Tall fescue EST-SSR markers are fairly polymorphic across species and can be used to discriminate genotypes with wider genetic bases (Mian et al., 2005). One genotype from each of 12 forage and cereal grass species was screened using tall fescue EST-SSR primer pairs. Nearly 43% of the primer pairs produced PCR bands in at least 10 species. Ten percent of primer pairs were species specific (Mian et al., 2005). From this initial screening, 71 primer pairs with clear banding patterns were selected for screening 54 genotypes. Forty-six of the 71 selected primer pairs worked in all 12 species. In a similar study, tall fescue EST-SSRs were found highly conserved (Saha et al., 2004). A set of tall fescue EST-SSR markers was identified which can amplify characteristic SSR type products across a wide range of species in the Poaceae family (Mian et al., 2005; Saha et al., 2004). In many forage grass species, molecular markers have yet to be developed. Thus, highly conserved tall fescue microsatellite markers are of great value for species in which molecular marker information is very limited or not developed at all. Tall fescue EST-SSRs were found most effective in closely related species, and the complexity of banding pattern increased with the increasing genetic distance from tall fescue. A total of 511 tall fescue genomic SSRs was tested for functionality in 10 genotypes representing six different grass species (Saha et al., 2006). The proportion of PPs that produced clean SSR products ranged from 66% (tall fescue) to 48% (rice). Polymorphism rates were tested in the parents of mapping populations, and rates varied from 68% (tall fescue) to 34% (rice).

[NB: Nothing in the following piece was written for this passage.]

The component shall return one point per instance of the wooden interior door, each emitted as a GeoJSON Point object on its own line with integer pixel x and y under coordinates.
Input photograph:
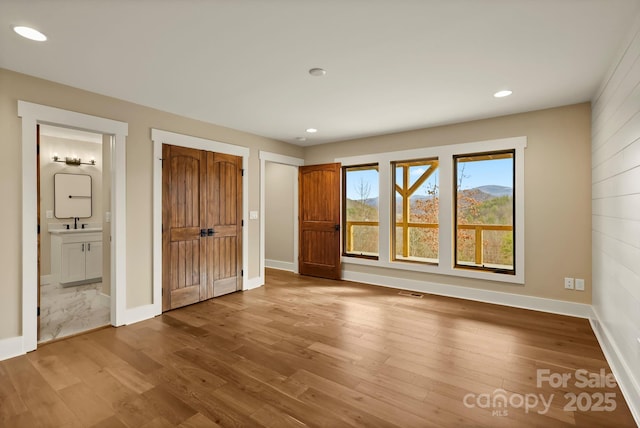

Breeders often are interested in incorporating ryegrass genes into tall fescue, or vice versa. Molecular markers have proven useful in monitoring introgression between species. A repetitive DNA sequence specific to the Festuca genome was used as a probe to monitor chromatin introgression in Festuca-Lolium hybrids (Cao and Sleper, 2001). Mapping of tall fescue EST-SSRs in ryegrass LGs (Warnke et al., 2004) indicated the applicability of these markers for genome introgression studies in the Festuca × Lolium complex. Of 27 polymorphic EST-SSR loci, 15 were mapped to ryegrass LGs (Warnke et al., 2004). Seven of these marker loci were uniquely mapped on both male and female maps (NFFA031 and NFFA75 on LG 1; NFFA015, 036, and 048 on LG 6; NFFA019 and NFFA069 on LG 7).

Repetitive DNA sequences contribute significantly to the understanding of genomes of higher plants. Repetitive DNA sequences tend to be genome specific and represent 20 to 90% of a whole genome and, in most cases, have no known function. Genome-specific repetitive sequences were developed and characterized in Festuca species (Cao and Sleper, 2001). Two repetitive sequences (TF436 and TF521) were identified from a hexaploid tall fescue PstI genomic library (Xu and Sleper, 1994). The sequence of TF521 was P genome specific and hybridized only with meadow fescue and tall fescue, but not in tetraploid fescue (F. arundinacea var. glaucescens) or Lolium. The sequence of TF436 was tetraploid fescue specific and did not hybridize to diploid meadow fescue or Lolium. Further study suggested meadow fescue and tetraploid fescue as the probable progenitors of tall fescue. Hybridization results with repetitive DNA and non repetitive RFLP probes implied no significant DNA structural differentiation in the genomes of meadow and tetraploid fescue. Both genomic in situ hybridization (Humphreys et al., 1995) and RFLP hybridization (Cao and Sleper, 2001) experiments successfully differentiated meadow fescue from F. arundinacea var. glaucescens. Xu and Sleper (1994) also successfully used TF436 clone to detect alien chromatin introgression from F. mairei in the progenies of the hybrid F. mairei × L. perenne.